His body returned to his native Democratic Republic of Congo last week, and lay in state at the national parliament since Monday.

“For three days, like one man, the Congolese people”, Africa and the world “cried over the one they agreed to call the father of Congolese rumba,” said the archbishop of Kinshasa, Cardinal Laurent Monsengwo.

Six bishops, about 60 priests, family members, officials and celebrities were among about 2,000 people in the Notre Dame du Congo Cathedral for the mass in his honour.

About 10,000 more crammed into the streets outside, where giant screens were erected to watch the service.
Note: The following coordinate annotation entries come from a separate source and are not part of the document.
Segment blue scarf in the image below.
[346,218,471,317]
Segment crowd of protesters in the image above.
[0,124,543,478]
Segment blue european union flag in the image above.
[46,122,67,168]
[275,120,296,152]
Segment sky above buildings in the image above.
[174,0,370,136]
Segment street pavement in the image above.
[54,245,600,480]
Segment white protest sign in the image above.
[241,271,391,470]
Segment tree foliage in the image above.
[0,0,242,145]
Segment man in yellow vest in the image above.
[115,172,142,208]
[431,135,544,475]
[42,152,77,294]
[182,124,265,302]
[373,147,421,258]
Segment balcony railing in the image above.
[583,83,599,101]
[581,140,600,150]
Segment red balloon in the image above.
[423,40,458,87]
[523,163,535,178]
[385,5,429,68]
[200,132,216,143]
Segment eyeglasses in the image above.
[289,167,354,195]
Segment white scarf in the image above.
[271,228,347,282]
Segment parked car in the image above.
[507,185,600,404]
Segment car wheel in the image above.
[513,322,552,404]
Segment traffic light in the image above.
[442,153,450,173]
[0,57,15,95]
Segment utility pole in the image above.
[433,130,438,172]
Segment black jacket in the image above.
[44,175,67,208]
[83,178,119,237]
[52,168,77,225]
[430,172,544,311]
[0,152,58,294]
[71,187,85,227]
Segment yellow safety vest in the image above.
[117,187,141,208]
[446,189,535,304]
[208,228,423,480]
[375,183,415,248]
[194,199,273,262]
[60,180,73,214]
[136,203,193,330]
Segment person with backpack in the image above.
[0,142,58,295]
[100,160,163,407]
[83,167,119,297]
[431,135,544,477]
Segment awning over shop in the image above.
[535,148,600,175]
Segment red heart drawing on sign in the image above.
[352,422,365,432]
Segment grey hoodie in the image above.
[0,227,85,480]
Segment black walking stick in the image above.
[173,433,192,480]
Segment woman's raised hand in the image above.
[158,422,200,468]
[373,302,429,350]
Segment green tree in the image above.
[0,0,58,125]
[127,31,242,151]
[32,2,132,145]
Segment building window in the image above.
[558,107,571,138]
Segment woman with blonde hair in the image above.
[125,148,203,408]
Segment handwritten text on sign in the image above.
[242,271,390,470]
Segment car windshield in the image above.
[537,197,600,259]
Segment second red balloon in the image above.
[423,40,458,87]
Many young people were among those who sweated, many bare-chested, under Kinshasa’s brutal equatorial sun to hear the service.

Some had gathered since dawn on Wednesday to watch the funeral cortege arrive.

Before the service, Cardinal Monsengwo, Bishop Djomo, and other clerics, bowed before the coffin and before Papa Wemba’s tearful widow.

In his funeral oration, the governor of Kinshasa, Andre Kimbuta, honoured the memory “of the high priest of Congolese music”.

The oration was interspersed with excerpts of Papa Wemba’s songs, including “L’Esclave” which recounts the stories of African slaves taken to America, as many in the congregation responded with barely muffled sobs.

Congo’s President Joseph Kabila on Monday posthumously awarded Papa Wemba one of the country’s highest honours, making him a grand officer of the Order of National Heroes Kabila-Lumumba.

A father of six, Papa Wemba helped to pioneer a blend of Congolese popular music with electric rock during the 1980s, when an interest in world music stirred in Western countries.

He is due to be laid to rest in a cemetery on the outskirts of Kinshasa later on Wednesday.